I celebrate the mystery that makes life both breathtaking and confounding. Within my art, complexity is a call to action, an invitation to come together to face the challenges before us.

 

I make art out of the stuff of our lives.  From books to discarded clothing, I create layered, cellular, highly textural pieces that question what we value and how this plays out in the world around us.  Finished with a nontoxic resin, my work takes on a jewel-like, reflective finish, provoking a closer look at what lies below the surface.

Increasingly drawn to working with books, I’m currently making ORDINARY CARE out of antique law volumes, enamored by how they reveal, in minute detail, the value systems that inform and uphold the structures of our society and thus act to provide us collective portraits of our outlook on the world.

My affinity for language brought about MEDITATIONS IN AN EMERGENCY in 2023, a series titled after and referencing important books of poetry, in which I explore the complexities of our connections to one another through the context of clothing and textiles.

In 2022, I constructed MIRRORS out of Essence Magazine and pressed roses over mirrors, as a call to address bias and willful blindness in myself and others.  

From 2019 through 2021, I created MARGINALIA from encyclopedias, which examines the changes in how we think about and share information and asks wall-sized questions about where we’re headed and what we want to create. 

I live with my husband and daughter in rural Charlotte Hall, Maryland and commute to my studio in Alexandria, Virginia, just south of D.C.  Born in Medford, Oregon in 1979, I grew up making art of all kinds but never imagined it could be a career.  Instead, inspired by a great high school teacher, I went to college to become a physics professor.  I studied math and science without particular interest until I took a semester off to travel to Nairobi, Kenya.  There, teaching high school math in an orphanage in Dagoretti Corner and traveling solo throughout the Kenyan countryside, I developed a desire to find work that honored the experiences and people I encountered.

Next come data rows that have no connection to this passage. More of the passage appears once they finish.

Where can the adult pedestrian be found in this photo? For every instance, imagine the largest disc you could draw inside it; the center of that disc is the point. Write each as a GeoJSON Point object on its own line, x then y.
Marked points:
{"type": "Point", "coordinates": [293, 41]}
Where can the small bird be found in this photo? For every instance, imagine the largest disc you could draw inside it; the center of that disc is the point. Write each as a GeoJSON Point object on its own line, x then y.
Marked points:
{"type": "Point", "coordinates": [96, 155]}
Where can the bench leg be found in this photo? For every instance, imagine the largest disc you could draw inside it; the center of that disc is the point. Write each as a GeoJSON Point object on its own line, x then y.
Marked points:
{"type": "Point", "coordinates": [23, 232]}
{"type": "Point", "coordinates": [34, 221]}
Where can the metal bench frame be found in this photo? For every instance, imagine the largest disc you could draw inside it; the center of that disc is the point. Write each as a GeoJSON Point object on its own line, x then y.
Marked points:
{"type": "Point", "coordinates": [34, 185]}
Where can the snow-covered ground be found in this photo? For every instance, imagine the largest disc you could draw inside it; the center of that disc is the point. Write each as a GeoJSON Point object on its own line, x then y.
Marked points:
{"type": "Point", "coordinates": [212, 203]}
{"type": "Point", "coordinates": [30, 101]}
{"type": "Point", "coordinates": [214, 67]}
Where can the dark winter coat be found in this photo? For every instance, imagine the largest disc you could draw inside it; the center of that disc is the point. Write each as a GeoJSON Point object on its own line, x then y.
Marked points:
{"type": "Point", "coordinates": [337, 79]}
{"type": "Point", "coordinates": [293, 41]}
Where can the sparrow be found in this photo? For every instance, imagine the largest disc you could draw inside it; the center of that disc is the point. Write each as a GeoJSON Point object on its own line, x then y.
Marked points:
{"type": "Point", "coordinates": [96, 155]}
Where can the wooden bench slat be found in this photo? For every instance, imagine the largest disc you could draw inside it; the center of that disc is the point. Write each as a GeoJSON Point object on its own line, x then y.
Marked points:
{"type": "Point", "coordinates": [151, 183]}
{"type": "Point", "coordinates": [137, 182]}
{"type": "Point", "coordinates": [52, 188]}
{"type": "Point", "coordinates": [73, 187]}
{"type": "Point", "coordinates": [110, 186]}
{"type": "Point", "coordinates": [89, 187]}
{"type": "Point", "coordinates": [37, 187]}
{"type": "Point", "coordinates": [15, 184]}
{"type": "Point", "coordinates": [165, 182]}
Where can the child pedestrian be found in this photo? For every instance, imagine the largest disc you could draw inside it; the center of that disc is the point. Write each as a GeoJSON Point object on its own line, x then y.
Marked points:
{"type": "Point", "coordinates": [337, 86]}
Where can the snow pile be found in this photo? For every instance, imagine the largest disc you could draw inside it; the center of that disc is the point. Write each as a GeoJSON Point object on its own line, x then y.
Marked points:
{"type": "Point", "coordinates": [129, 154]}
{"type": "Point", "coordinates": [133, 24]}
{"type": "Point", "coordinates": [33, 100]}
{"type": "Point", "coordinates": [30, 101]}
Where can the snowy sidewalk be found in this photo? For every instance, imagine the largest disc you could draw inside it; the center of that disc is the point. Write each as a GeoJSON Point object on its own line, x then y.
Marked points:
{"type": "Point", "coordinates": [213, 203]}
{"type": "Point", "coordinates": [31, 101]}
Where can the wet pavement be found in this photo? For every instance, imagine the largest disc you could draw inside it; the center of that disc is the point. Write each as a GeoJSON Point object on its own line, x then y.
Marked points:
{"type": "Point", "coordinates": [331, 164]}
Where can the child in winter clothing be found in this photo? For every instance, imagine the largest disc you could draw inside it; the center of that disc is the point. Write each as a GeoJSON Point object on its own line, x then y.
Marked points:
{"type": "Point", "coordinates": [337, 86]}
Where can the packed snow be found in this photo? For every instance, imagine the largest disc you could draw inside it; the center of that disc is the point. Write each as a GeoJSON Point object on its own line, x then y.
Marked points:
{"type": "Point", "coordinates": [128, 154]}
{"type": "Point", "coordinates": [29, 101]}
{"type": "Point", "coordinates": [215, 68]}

After returning home, I finished my degree studying creative writing, again influenced by a teacher I greatly admired who helped me to see art as an incredible force in our world.  When I came back to visual art using things from everyday life, I could see a path before me, one that encompassed my ongoing need for work of breadth and purpose. My particular art is a product of this journey.  Its process is ever-evolving.  Its substance is the stuff of our lives.